Des militaires turcs lors des funérailles des soldats tués dans l’attaque de Siirt dans le sud-est du pays. Photo AFP/Stringer
La Commission électorale turque a proposé, hier, la tenue de législatives anticipées à l'automne pour doter la Turquie d'un gouvernement et sortir de l'impasse politique, alors que le pays s'enfonce dans une crise sécuritaire et économique. Sans attendre la date butoir du 23 août pour la formation d'un gouvernement de coalition, la Commission électorale turque a proposé la date du 1er novembre pour la tenue d'un nouveau scrutin, a annoncé hier l'agence officielle Anatolie. Pour être validée, cette date doit encore être soumise aux partis politiques turcs, avant que le dernier mot ne revienne au Conseil constitutionnel. Le Premier ministre Ahmet Davutoglu avait informé mardi le président Recep Tayyip Erdogan de l'échec des négociations entre le parti de la Justice et du Développement (AKP) et les partis d'opposition, sociaux-démocrates (CHP) et nationalistes (MHP), pour former un gouvernement de coalition.

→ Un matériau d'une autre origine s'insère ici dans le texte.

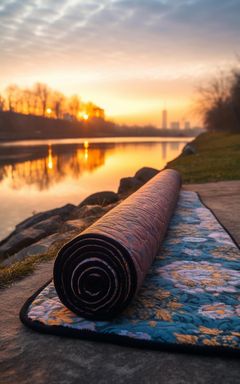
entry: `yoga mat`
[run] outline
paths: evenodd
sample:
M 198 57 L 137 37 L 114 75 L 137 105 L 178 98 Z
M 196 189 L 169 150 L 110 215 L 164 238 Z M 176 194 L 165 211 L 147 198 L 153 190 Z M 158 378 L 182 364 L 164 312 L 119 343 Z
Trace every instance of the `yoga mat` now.
M 240 352 L 239 298 L 238 246 L 196 193 L 181 191 L 154 263 L 118 317 L 77 316 L 61 303 L 51 281 L 27 300 L 20 318 L 43 333 L 229 355 Z
M 180 186 L 177 171 L 160 172 L 64 245 L 53 276 L 67 308 L 99 320 L 129 305 L 164 238 Z

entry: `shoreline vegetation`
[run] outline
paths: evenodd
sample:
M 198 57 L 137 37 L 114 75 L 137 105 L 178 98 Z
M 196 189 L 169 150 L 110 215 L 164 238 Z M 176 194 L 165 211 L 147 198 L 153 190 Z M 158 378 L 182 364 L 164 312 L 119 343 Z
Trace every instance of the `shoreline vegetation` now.
M 175 160 L 167 164 L 167 168 L 173 168 L 181 172 L 183 183 L 206 183 L 226 180 L 240 179 L 240 135 L 222 132 L 203 133 L 190 143 L 192 152 L 186 151 Z M 43 261 L 52 260 L 60 247 L 70 238 L 79 234 L 82 230 L 91 225 L 95 220 L 100 218 L 110 209 L 114 208 L 124 198 L 129 196 L 135 190 L 140 188 L 145 182 L 153 177 L 158 170 L 152 168 L 142 168 L 135 176 L 131 178 L 123 178 L 120 180 L 118 193 L 99 192 L 90 195 L 79 206 L 75 207 L 68 204 L 70 213 L 66 210 L 67 206 L 44 212 L 39 217 L 30 217 L 20 223 L 16 228 L 23 229 L 22 233 L 17 233 L 20 242 L 24 239 L 24 230 L 41 230 L 41 224 L 47 228 L 47 224 L 51 227 L 51 220 L 62 220 L 60 211 L 64 210 L 64 220 L 58 228 L 56 241 L 43 241 L 26 243 L 18 253 L 20 259 L 10 255 L 13 262 L 2 263 L 0 266 L 0 288 L 4 288 L 13 283 L 17 279 L 31 274 L 36 266 Z M 73 208 L 74 207 L 74 208 Z M 66 213 L 68 212 L 68 213 Z M 41 216 L 43 215 L 43 216 Z M 45 215 L 45 216 L 44 216 Z M 39 221 L 40 220 L 40 221 Z M 49 221 L 50 220 L 50 221 Z M 68 231 L 68 233 L 67 233 Z M 46 239 L 54 239 L 56 234 L 48 234 Z M 9 239 L 12 242 L 12 235 Z M 30 235 L 31 238 L 31 235 Z M 6 239 L 0 242 L 0 253 L 2 246 L 6 244 Z M 13 241 L 14 242 L 14 241 Z M 45 247 L 45 248 L 44 248 Z M 32 249 L 32 251 L 31 251 Z M 44 251 L 45 249 L 45 251 Z M 24 250 L 26 250 L 24 254 Z M 37 250 L 37 252 L 36 252 Z M 32 252 L 32 254 L 31 254 Z M 6 258 L 6 256 L 5 256 Z M 4 257 L 3 259 L 4 260 Z
M 230 132 L 205 132 L 196 137 L 190 148 L 170 161 L 182 175 L 183 183 L 207 183 L 240 180 L 240 134 Z
M 202 128 L 160 129 L 152 125 L 127 126 L 103 117 L 66 120 L 0 110 L 0 142 L 103 137 L 195 137 Z

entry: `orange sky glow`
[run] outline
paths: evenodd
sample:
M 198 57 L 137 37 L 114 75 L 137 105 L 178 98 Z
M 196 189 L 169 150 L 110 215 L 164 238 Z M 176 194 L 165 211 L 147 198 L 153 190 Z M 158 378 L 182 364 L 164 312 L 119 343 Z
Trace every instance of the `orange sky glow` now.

L'AKP, parti islamo-conservateur qui règne sans partage depuis 2002, a cherché en vain un partenaire pour gouverner, après avoir perdu sa majorité absolue lors du scrutin du 7 juin. Dans l'attente d'un scrutin, le président turc envisage la formation d'un gouvernement de transition, composé des représentants de chacun des partis qui siègent au Parlement. Une hypothèse que le CHP et le MHP ont tous deux balayée.
Un mois de violence
Le leader nationaliste Devlet Bahçeli a demandé une réunion extraordinaire du Conseil de sécurité nationale pour l'instauration d'une loi martiale dans le sud-est du pays, à majorité kurde, et le report d'un nouveau scrutin. « Autrement, nous allons faire face à une inévitable et sanglante guerre civile », s'est-il inquiété dans un communiqué. Le pays vit au rythme de violences quotidiennes depuis l'attentat-suicide de Suruç (Sud) survenu le 20 juillet, dans lequel 33 jeunes prokurdes sont morts et qui a été attribué à l'organisation État islamique (EI). La police antiterroriste a ainsi arrêté hier à Istanbul et Mersine (sud du pays) plus de 40 membres présumés du DHKP-C, qui ont revendiqué l'attaque survenue mercredi à Istanbul devant le palais de Dolmabahçe, où siègent les bureaux du Premier ministre. Après la mort la veille de huit soldats turcs dans le sud-est du pays, l'armée turque a de nouveaux bombardé le PKK dans la nuit de mercredi à hier. En parallèle des frappes militaires, la police turque mène des coups de filet dans les milieux réputés proches de l'EI, du PKK ou de la mouvance de l'extrême gauche (DHKP-C).